Poor angel! Holly gaped at him incredulously. The way the tabloids had told it—and, yes, she had read every single word—his model wife had dumped him when he’d quit the glamorous Formula One circuit and left him literally holding the baby! Did this mean he was still in love with her…?
Heavens, she thought, aggravated by her fascination with the state of his emotions, what’s wrong with me? Two minutes ago, I had him in love with Rowena. Anyone would think I gave a damn.
He looked genuinely distracted as he absently stirred his coffee. For once, he seemed to have forsaken his habitual urbane poise. ‘Tara is a woman on a mission,’ he told her in a tone of deep foreboding. ‘She wants to rescue me from a lonely, aimless existence.’
‘Do you have a lonely, aimless existence?’ she asked unsympathetically. If he did, he only had himself to blame.
‘Being single equates with lonely and aimless in Tara’s eyes.’
‘My heart bleeds.’ She stopped short of smirking outright—but only just.

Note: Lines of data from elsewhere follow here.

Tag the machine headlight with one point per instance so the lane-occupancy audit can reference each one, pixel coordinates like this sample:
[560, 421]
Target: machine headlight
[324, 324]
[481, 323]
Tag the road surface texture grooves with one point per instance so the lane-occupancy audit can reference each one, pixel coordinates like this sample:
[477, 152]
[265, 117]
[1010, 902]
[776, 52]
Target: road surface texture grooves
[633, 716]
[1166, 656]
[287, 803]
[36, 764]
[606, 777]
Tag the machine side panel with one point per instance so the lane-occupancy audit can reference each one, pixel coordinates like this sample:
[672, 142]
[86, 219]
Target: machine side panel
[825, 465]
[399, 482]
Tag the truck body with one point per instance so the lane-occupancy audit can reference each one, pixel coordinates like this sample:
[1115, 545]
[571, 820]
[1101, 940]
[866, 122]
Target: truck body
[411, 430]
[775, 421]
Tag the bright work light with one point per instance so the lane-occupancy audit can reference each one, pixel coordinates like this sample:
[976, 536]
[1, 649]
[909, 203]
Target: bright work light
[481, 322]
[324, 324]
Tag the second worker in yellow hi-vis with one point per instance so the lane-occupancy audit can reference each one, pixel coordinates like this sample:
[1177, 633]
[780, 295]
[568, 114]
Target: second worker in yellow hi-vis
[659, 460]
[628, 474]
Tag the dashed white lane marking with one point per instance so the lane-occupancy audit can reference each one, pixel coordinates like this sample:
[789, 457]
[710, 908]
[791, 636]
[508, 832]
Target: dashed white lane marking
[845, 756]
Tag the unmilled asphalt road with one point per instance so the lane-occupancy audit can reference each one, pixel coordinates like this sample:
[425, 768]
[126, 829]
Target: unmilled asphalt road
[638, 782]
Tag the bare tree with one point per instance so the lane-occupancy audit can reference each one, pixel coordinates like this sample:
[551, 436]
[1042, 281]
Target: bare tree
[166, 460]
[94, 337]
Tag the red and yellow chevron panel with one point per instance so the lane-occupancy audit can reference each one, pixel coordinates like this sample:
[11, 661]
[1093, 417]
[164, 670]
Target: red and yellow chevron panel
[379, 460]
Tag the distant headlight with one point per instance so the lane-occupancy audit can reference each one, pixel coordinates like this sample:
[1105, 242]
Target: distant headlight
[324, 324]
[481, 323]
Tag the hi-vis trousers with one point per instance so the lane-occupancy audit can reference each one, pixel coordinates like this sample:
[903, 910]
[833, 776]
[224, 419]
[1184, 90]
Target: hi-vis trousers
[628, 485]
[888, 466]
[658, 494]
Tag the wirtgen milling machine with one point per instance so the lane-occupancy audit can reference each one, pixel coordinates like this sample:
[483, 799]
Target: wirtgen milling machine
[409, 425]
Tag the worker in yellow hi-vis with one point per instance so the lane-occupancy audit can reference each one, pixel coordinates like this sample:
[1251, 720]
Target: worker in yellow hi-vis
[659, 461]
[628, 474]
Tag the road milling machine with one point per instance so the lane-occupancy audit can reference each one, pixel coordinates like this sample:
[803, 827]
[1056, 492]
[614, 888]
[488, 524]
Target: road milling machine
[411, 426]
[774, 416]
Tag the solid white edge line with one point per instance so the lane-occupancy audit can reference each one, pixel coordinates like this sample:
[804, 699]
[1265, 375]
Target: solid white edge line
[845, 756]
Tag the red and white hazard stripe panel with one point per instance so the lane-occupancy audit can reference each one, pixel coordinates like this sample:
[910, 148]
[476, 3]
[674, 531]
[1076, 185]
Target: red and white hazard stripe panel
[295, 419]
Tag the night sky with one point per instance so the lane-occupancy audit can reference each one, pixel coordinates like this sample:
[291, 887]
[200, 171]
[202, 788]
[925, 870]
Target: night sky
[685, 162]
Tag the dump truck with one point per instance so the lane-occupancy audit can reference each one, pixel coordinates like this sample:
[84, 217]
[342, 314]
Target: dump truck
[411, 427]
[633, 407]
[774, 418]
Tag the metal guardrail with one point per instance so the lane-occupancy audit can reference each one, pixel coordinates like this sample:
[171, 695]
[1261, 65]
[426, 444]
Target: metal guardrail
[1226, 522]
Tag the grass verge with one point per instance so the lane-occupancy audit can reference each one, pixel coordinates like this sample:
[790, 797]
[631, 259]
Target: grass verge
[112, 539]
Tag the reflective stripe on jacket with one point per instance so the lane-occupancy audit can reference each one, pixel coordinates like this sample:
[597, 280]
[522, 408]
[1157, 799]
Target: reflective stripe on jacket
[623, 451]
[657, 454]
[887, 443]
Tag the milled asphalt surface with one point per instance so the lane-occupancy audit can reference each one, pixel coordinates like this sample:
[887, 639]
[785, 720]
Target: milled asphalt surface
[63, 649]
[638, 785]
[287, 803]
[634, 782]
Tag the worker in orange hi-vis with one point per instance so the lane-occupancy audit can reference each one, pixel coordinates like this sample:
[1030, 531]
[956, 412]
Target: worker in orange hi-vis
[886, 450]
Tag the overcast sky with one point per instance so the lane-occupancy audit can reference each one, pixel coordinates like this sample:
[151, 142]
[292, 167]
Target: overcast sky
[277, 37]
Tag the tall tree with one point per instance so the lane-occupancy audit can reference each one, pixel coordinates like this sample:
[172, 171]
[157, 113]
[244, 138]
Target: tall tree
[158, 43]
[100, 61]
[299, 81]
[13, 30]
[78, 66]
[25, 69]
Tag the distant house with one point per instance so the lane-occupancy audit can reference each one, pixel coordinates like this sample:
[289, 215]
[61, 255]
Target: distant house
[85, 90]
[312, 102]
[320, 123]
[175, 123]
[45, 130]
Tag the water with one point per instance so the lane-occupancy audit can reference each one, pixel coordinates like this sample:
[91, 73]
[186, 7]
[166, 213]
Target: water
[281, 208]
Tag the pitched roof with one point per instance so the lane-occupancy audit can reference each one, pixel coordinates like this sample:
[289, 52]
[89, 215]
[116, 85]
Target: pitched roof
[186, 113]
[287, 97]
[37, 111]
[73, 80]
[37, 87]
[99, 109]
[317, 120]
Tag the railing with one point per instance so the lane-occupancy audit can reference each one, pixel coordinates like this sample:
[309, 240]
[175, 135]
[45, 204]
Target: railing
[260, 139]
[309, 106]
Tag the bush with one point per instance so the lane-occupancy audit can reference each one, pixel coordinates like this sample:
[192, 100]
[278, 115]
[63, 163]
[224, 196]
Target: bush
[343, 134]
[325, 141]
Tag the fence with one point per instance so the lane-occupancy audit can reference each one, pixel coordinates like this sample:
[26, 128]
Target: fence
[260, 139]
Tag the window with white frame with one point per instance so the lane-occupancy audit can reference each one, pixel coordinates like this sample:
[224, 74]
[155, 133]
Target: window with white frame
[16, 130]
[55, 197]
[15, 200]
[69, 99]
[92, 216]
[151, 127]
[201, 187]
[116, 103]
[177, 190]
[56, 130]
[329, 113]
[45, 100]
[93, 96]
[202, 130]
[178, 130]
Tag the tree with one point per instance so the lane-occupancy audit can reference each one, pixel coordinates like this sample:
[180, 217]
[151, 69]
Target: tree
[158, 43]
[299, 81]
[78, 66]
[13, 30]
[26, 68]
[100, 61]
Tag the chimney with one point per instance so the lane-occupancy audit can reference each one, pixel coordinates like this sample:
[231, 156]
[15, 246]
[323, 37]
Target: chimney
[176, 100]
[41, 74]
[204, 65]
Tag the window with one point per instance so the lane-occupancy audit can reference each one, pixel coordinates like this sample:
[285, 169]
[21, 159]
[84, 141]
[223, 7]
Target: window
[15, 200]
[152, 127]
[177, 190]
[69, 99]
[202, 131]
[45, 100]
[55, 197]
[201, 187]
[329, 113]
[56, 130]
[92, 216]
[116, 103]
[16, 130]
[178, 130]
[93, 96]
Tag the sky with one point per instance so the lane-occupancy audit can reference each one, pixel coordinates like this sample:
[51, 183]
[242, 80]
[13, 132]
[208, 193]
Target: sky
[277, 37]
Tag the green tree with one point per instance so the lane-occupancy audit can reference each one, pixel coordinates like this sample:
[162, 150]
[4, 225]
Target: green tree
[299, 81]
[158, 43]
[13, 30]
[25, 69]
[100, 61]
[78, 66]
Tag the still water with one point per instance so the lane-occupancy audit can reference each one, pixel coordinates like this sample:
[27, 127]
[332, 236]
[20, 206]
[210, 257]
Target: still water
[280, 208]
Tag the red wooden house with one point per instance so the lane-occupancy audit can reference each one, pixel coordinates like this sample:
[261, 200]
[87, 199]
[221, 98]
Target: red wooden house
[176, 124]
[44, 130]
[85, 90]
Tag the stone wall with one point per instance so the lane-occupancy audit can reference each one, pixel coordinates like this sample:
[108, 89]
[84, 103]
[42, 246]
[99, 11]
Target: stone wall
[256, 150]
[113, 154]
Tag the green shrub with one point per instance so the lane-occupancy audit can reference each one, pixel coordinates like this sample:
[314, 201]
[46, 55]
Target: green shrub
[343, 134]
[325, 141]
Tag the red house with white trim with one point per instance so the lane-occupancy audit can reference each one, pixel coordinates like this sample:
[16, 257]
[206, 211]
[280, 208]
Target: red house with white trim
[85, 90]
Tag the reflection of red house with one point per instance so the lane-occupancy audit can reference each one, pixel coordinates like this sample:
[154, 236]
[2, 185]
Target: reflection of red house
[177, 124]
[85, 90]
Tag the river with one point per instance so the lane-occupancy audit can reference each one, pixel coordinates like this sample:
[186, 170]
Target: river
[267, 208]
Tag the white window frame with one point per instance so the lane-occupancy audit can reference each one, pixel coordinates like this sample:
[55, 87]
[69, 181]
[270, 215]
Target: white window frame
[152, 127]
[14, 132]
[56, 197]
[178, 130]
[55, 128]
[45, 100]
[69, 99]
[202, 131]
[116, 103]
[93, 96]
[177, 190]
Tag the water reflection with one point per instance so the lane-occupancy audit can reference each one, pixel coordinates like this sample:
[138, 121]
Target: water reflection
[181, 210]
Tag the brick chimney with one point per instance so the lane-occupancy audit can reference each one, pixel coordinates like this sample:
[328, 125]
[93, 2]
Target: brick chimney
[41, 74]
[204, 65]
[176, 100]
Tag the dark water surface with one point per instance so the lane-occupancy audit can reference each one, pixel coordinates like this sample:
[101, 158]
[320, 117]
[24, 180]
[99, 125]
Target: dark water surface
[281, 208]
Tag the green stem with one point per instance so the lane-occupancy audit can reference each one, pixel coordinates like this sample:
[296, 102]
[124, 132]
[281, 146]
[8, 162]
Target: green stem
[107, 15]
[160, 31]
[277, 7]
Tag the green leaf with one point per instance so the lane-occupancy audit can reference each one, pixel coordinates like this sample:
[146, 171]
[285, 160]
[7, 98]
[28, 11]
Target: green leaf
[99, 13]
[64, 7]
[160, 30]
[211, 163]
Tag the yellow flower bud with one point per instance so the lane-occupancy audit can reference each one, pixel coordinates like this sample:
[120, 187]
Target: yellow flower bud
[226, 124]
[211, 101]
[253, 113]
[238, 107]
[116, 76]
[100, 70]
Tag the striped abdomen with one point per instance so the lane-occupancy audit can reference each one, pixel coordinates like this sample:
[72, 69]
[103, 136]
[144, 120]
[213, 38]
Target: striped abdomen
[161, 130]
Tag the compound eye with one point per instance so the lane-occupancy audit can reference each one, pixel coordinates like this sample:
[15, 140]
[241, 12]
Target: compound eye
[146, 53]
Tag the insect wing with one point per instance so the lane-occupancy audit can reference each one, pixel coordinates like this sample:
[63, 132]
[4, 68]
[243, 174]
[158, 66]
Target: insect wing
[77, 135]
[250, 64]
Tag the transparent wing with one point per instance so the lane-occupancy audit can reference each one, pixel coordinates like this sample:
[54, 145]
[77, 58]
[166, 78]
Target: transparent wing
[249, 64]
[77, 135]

She widened her eyes innocently when he shot a savage glare in her direction.
‘I enjoy my single state.’
‘Yes, I think I read something about that the other week in the newspaper my fish and chips were wrapped up in.’ He’d been enjoying his single state in the back of a limousine with a young actress barely wearing a stunning outfit.
Annoyance flickered in his eyes as he bent his dark head in acknowledgement of her sly words. ‘The awards ceremony debacle,’ he said grimly. ‘If I weren’t a gentleman, I’d say the same thing to you that I did to that photographer. For your information, that stunt was a put-up job.’ He ground his teeth as the little witch actually giggled.
‘Of course it was,’ she soothed. ‘Couldn’t you have asked—what was her name?—to help you out?’ Holly bit her trembling lower lip. ‘She looked to be a very obliging sort of girl,’ she choked.